11. Pursuant to Rule 5(c) of the Rules Governing Admission to the Bar of Maryland, “[i]f the Board concludes after review of the Committee's report and the transcript that there may be grounds for recommending denial of the application, it shall promptly afford the applicant the opportunity for a hearing on the record made before the Committee.”
12. As found by the Committee and the Board, Movant failed to disclose his 1996 conviction for public indecency on his law school application. Given our conclusion as to Movant's failure to honor financial obligations and his inclusion of false information on a car loan application set forth below, we need not address Movant's lack of candor with respect to his law school application. Stated otherwise, Movant's failure to honor financial obligations and his conduct with respect to the car loan application, when considered alone, demonstrates that he has failed to meet the burden of proving that he possesses the requisite moral character and fitness for admission to the Bar of Maryland.
13. In his application for admission to the Bar of Maryland, Movant indicated that he had established or maintained twenty-four separate accounts with eighteen different creditors over the past five years. Equally troubling is that, although he has accumulated and continues to accumulate substantial debt, Movant has not demonstrated that he has the means to pay or manage the debt. As the Committee found, Movant has not maintained full-time employment, and instead is self-employed, providing legal research and writing to a law firm in Florida. In 2012, Movant earned approximately $24,000, and during the first half of 2013, he earned between $18,000 and $19,000. That Movant may presently be current on all of his financial obligations, although commendable, does not demonstrate that Movant has the ability or the inclination to be consistently financially responsible, or that he appreciates the importance of taking responsibility for financial obligations and legal commitments.
14. As in Application of Hyland, 339 Md. at 538 n. 4, 663 A.2d at 1317 n. 4, we pause to state that “[w]e in no way intend to cast aspersion on those who finance their education through student loans or those who perform public interest legal work for low pay despite their outstanding loans. We recognize that because of the high cost of education, many people will finance their schooling through loans .” Indeed, it is not Movant's student loans, but rather the amalgamation of the ever-growing amount of his debt and Movant's history of incurring substantial financial obligations but not having the means to pay for them, that forms the basis of our determination that Movant lacks financial responsibility.

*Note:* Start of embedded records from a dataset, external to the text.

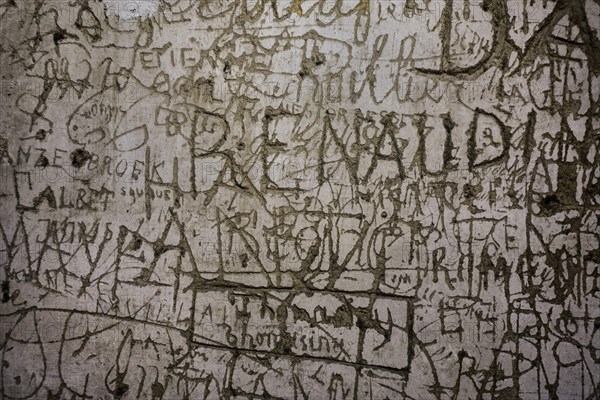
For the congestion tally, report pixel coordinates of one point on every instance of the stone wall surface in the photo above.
(300, 199)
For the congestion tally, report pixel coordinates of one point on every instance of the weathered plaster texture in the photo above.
(302, 199)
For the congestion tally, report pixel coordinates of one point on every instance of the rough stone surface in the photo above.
(302, 199)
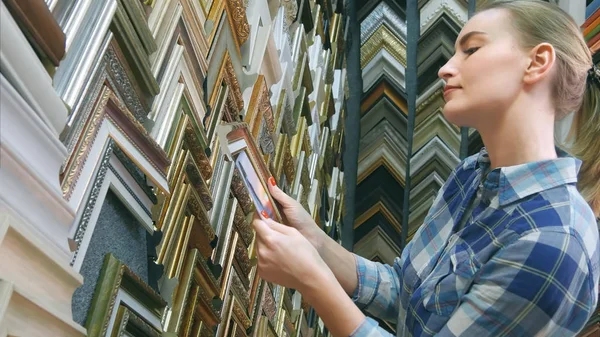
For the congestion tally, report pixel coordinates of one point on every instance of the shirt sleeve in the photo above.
(378, 290)
(370, 328)
(541, 285)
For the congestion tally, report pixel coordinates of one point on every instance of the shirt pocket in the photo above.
(449, 280)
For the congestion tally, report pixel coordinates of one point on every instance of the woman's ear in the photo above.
(541, 60)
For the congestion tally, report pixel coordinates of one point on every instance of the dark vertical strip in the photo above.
(464, 131)
(352, 128)
(412, 35)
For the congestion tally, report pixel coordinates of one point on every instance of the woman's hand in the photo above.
(296, 216)
(287, 258)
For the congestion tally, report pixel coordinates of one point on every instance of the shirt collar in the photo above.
(516, 182)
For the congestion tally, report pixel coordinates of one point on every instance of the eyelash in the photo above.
(470, 51)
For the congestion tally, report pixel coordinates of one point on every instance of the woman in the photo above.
(509, 246)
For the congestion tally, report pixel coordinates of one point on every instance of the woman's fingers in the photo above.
(263, 230)
(276, 226)
(279, 195)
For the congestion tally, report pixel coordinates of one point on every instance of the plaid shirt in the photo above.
(525, 263)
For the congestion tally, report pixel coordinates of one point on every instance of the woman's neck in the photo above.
(522, 136)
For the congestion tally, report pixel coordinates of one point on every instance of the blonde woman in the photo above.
(510, 245)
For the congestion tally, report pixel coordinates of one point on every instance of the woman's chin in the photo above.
(453, 115)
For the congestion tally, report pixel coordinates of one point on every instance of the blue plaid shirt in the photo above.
(525, 263)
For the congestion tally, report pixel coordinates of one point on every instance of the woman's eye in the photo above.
(471, 50)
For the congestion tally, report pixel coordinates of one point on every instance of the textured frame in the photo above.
(116, 276)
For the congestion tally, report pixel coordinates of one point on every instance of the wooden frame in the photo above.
(234, 138)
(118, 284)
(196, 301)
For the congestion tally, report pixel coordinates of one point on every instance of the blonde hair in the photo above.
(536, 22)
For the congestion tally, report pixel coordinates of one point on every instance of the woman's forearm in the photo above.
(340, 315)
(340, 261)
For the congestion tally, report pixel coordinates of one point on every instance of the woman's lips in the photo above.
(447, 91)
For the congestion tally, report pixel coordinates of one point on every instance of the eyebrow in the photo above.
(467, 36)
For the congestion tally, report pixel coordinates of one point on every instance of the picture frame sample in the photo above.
(236, 140)
(258, 192)
(123, 302)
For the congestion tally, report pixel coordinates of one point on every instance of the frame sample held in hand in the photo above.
(238, 145)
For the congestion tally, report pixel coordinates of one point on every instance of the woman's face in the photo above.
(484, 77)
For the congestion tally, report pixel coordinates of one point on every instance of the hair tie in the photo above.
(594, 75)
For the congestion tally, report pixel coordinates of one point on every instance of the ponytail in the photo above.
(585, 141)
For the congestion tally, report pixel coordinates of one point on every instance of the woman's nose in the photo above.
(447, 71)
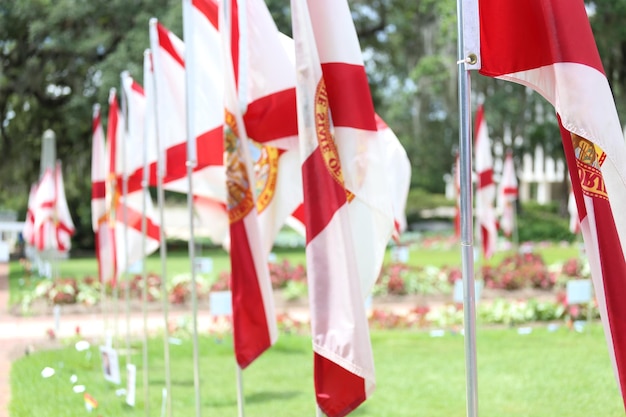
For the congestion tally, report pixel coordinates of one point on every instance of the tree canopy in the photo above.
(58, 58)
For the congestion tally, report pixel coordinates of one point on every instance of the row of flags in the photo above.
(548, 46)
(314, 100)
(495, 204)
(278, 131)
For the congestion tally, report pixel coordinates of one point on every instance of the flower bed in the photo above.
(521, 289)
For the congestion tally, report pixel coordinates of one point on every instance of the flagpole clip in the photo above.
(471, 59)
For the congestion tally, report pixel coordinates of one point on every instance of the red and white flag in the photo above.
(254, 319)
(268, 97)
(28, 233)
(63, 224)
(44, 212)
(574, 223)
(169, 72)
(507, 195)
(558, 58)
(125, 212)
(398, 175)
(98, 170)
(486, 187)
(348, 225)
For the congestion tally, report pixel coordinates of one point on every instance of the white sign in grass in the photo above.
(220, 303)
(579, 291)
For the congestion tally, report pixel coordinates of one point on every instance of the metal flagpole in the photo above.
(122, 274)
(191, 164)
(467, 250)
(162, 251)
(125, 192)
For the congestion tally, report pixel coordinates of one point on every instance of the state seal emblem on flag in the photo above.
(589, 159)
(240, 200)
(265, 173)
(325, 137)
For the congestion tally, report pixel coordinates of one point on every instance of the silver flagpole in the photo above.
(162, 247)
(191, 163)
(123, 274)
(467, 250)
(127, 280)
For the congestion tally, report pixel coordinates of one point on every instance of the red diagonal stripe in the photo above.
(249, 318)
(349, 96)
(338, 391)
(273, 116)
(166, 44)
(537, 33)
(209, 9)
(98, 190)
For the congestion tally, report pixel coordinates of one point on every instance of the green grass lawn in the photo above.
(542, 374)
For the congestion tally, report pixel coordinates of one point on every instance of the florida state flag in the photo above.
(548, 46)
(347, 222)
(254, 319)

15. On his application for admission to the Bar of Maryland, Movant indicated that he was born in 1974. In its findings, the Board stated that Movant was thirty-one years old when he began law school, thirty-two years old when he signed the car loan application, thirty-three years old when he applied for admission to the Bar of Florida, and thirty-eight years old when he applied for admission to the Bar of Maryland.